Artigo: Reduzir a maioridade para quem?
Vera Lúcia Barbosa – Titular da Secretaria de Promoção da Igualdade Racial do Estado da Bahia (SEPROMI)
“De novo, e sem quê, nem pra quê”. Diria as pessoas mais idosas, sobre o debate colocado na agenda da sociedade brasileira sobre a redução da maioridade penal. Uma proposta neste sentido está em curso, estimulando reflexões e debates importantes. A maioria da Câmara dos Deputados aprovou a matéria esta semana, mas vale lembrar: novos capítulos virão nesta disputa ideológica.
Em primeiro lugar, há de se perguntar o porquê dessa agenda apressada, uma vez que a quantidade de homicídios praticados por jovens e adolescentes é inferior a 10%, segundo o Instituto de Pesquisa Econômica Aplicada (IPEA). Em segundo lugar, temos que assumir a responsabilidade, como conjunto da sociedade que somos, pelos erros cometidos nos mais diversos aspectos, incluindo as políticas públicas.
Se somos parte deste processo também seremos parte da solução. Responsabilizar a juventude pela totalidade do problema da violência é cometer erros graves e covardes: desconhecer que parte dos erros é nosso; além de punir a juventude que já é vítima da histórica desigualdade social. Para se ter uma ideia, dados estatísticos apontam que a maioria dos jovens envolvidos nos atos infracionais é negra, do sexo masculino, de 16 a 18 anos, não frequenta escola e vive em condição de miséria, também de acordo com o IPEA.

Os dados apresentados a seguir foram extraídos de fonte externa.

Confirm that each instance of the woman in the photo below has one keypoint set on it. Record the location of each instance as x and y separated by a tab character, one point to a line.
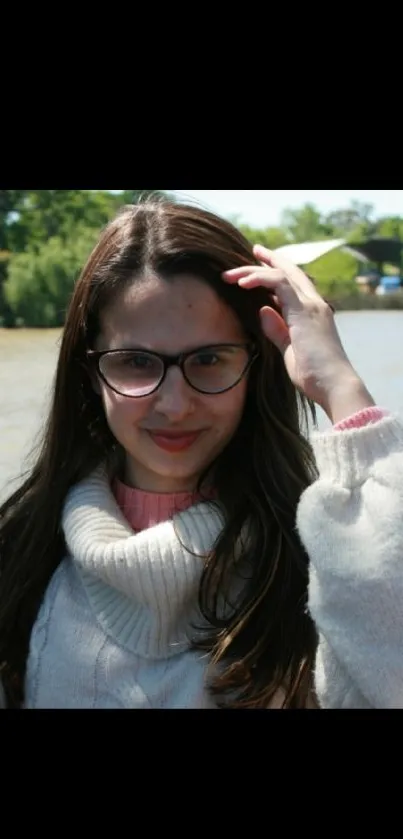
178	543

Antes de encarcerar nossos jovens, portanto, temos que fazer o nosso dever de casa. Ouvir a juventude, escutando-a com nossos corações e mentes. Dar aos jovens colo e afeto, mas também limites a serem seguidos. Garantir escola de qualidade, saúde, lazer e esporte, incentivando a cultura e as artes. Estas pautas são urgentes do país, algumas já sendo trabalhadas, onde podemos citar o Plano Juventude Viva e o apoio a experiências com população negra juvenil. Pelo Estado também destacamos o Pacto pela Educação e a Coordenação de Políticas de Juventude (Cojuve).
Cabe dizer que dar oportunidades aos nossos jovens não significa abrir mão do chamamento à responsabilidade junto aos que cometeram infração. Essa responsabilização é executada com medidas previstas no Estatuto da Criança e do Adolescente (ECA). Em 2013, inclusive, eram 23,1 mil privados de liberdade no Brasil. No total, 64% estavam cumprindo medida de internação, a mais severa de todas.

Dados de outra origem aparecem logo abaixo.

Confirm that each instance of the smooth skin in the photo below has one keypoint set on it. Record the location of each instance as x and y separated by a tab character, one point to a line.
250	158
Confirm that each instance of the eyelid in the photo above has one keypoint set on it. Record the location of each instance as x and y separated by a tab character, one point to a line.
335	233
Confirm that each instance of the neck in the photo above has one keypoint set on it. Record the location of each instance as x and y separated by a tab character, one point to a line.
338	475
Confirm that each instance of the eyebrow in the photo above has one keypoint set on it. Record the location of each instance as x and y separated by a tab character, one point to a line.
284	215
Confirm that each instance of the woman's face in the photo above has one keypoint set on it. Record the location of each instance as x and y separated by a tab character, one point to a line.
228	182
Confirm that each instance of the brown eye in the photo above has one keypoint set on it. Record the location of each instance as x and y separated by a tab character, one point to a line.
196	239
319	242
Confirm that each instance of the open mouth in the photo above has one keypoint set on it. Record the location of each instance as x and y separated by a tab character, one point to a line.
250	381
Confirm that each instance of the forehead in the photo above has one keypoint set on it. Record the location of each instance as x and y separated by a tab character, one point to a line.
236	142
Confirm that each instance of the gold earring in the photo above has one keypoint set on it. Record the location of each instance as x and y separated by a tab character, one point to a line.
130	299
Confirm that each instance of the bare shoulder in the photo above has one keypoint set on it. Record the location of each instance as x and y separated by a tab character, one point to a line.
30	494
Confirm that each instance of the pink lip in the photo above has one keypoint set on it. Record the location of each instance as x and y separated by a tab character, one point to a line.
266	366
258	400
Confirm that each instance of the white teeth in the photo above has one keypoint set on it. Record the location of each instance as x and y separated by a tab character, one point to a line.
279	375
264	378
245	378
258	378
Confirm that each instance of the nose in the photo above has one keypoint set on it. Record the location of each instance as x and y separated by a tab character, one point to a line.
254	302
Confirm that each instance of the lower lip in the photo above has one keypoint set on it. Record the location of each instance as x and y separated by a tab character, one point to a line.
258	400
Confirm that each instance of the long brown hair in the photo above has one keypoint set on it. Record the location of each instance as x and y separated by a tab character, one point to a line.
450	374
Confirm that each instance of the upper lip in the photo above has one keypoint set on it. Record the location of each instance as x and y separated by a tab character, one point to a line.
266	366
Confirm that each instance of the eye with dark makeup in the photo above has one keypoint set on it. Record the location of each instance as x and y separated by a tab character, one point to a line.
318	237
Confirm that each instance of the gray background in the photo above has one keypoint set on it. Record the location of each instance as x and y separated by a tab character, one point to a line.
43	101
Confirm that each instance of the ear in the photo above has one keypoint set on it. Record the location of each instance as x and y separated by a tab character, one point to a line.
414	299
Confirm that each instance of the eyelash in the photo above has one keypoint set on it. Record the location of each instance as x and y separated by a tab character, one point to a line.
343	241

O Governo Federal propõe mudanças significativas, como uma alternativa à proposta de redução. A ampliação da internação de jovens sentenciados por crimes hediondos é uma delas. O endurecimento das penas para adultos que aliciam menores para o crime é outro caminho proposto, uma vez que a juventude tem sido a presa mais vulnerável para o assédio de facções criminosas e do tráfico.

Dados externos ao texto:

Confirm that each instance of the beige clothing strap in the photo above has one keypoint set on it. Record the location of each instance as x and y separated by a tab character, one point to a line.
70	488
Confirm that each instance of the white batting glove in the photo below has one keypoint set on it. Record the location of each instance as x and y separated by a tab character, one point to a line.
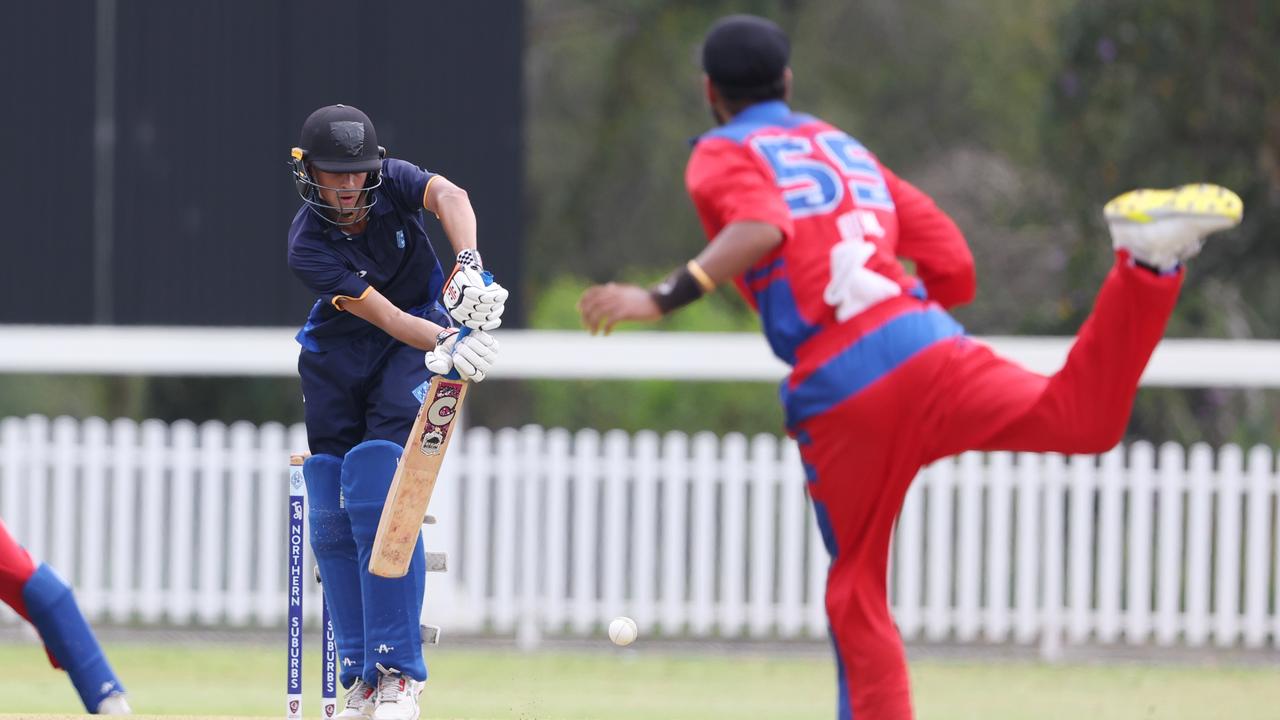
472	356
469	300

Num histórico de falta de garantia dos direitos ou políticas mais acertadas para os jovens não podemos fugir à responsabilidade. Somente o egoísmo e a mesquinhez desprezíveis autorizariam a defesa da redução. Lembremos o antigo ditado que diz: “a corda sempre quebra do lado mais fraco”. É fácil assim.
Artigo da titular da Secretaria de Promoção da Igualdade Racial do Estado da Bahia (Sepromi), Vera Lúcia Barbosa, publicado no Jornal A Tarde da sexta-feira (03).